Un mois après l’entrée massive de migrants à Ceuta, le gouvernement enquête toujours sur ce qui s’est passé et surtout sur ses causes, mais le Maroc se dégage de toute responsabilité. Cependant, ce qui s’est passé a conduit le président du gouvernement, Pedro Sánchez, à considérer qu’« il y a suffisamment d’arguments pour que le roi visite Ceuta et Melilla ». Sans préciser de dates, en attendant que « les conditions soient réunies », Sánchez a assuré dans une interview accordée ce lundi à la ‘Cadena Ser’ que la visite du chef de l’Etat « aura lieu ». « Je crois que les conditions et les raisons existent pour que le chef de l’Etat se rende à Ceuta et Melilla », a-t-il réitéré.
Le président du gouvernement, Pedro Sánchez, a défendu ce lundi qu’il n’existe « aucune information » provenant des forces de sécurité, de la CNI ou des centres de renseignement d’autres pays avec lesquels l’Exécutif collabore, qui « soulève le moindre doute sur la participation sous une forme ou une autre des autorités marocaines ». Au contraire, comme il l’a soutenu lors de l’entretien, il y aurait eu une coordination « instantanée et immédiate » avec un déploiement des autorités marocaines de l’autre côté de la frontière « pour faire face à l’avalanche de personnes qui tentaient d’entrer ».
En bref, il a qualifié la collaboration avec le Maroc de « franchement positive » et a reconnu que « cette crise ne pourra être résolue qu’avec la collaboration » du pays voisin, « et non avec un manque de confiance ». En ce qui concerne les causes économiques et les inégalités, Sánchez a souligné un récent arrêt de la Cour suprême sur les retours à chaud à Ceuta et Melilla comme l’une des principales causes de l’entrée massive de migrants les 30 et 31 juillet.
Derrière « l’expansion de ces canulars », le président du gouvernement a placé « des réseaux associés à la Russie et à Israël », ainsi que « l’extrême droite internationale qui utiliserait l’immigration pour attaquer et diviser l’Espagne, l’UE et les mafias ».
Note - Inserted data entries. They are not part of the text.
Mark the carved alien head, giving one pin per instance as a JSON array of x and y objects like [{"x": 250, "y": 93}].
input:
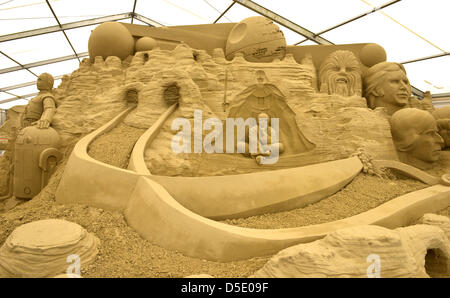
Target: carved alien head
[
  {"x": 45, "y": 82},
  {"x": 386, "y": 85},
  {"x": 415, "y": 135},
  {"x": 340, "y": 73}
]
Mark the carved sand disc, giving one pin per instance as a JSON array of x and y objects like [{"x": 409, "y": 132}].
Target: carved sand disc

Le chef de l’exécutif a réduit le nombre de migrants mineurs à Ceuta à 1.200, soit environ 300 de moins que le chiffre fourni par le commandement unique. De même, on estime à environ 5.000 le nombre de ceux qui restent encore dans la ville autonome, promettant jusqu’à 6.000 places pour mettre fin à la situation des migrants qui restent dans la rue.
Aucune alerte préalable
Sánchez a défendu le travail des agents du CNI, bien qu’il ait contredit la ministre de la Défense, Margarita Robles, en assurant que « personne n’avait prédit que nous allions avoir une avalanche ». Oui, des « rapports de situation » auraient été partagés sur l’augmentation des inscriptions à la natation au cours des jours précédents, mais il n’y aurait « aucune information » qui permettrait d’avertir auparavant de « l’ampleur » ou de la « gravité » de la crise. Cependant, Sánchez a assuré que les contrôles aux frontières étaient renforcés.
Les paroles du président interviennent un mois seulement après sa visite dans la ville autonome après l’entrée massive de milliers de personnes par le poste frontière d’El Tarajal et par la digue qui sépare l’Espagne et le Maroc sur cette plage. Puis, lors de sa comparution après une rencontre avec les autorités locales, Sánchez a qualifié ce qui s’est passé de « violation de l’intégrité territoriale » de l’Espagne et a imputé ce qui s’est passé aux « mafias qui trafiquent des êtres humains » qui ont fait appel de la décision de la Cour suprême interdisant le retour direct des personnes entrant sur le territoire espagnol par voie maritime.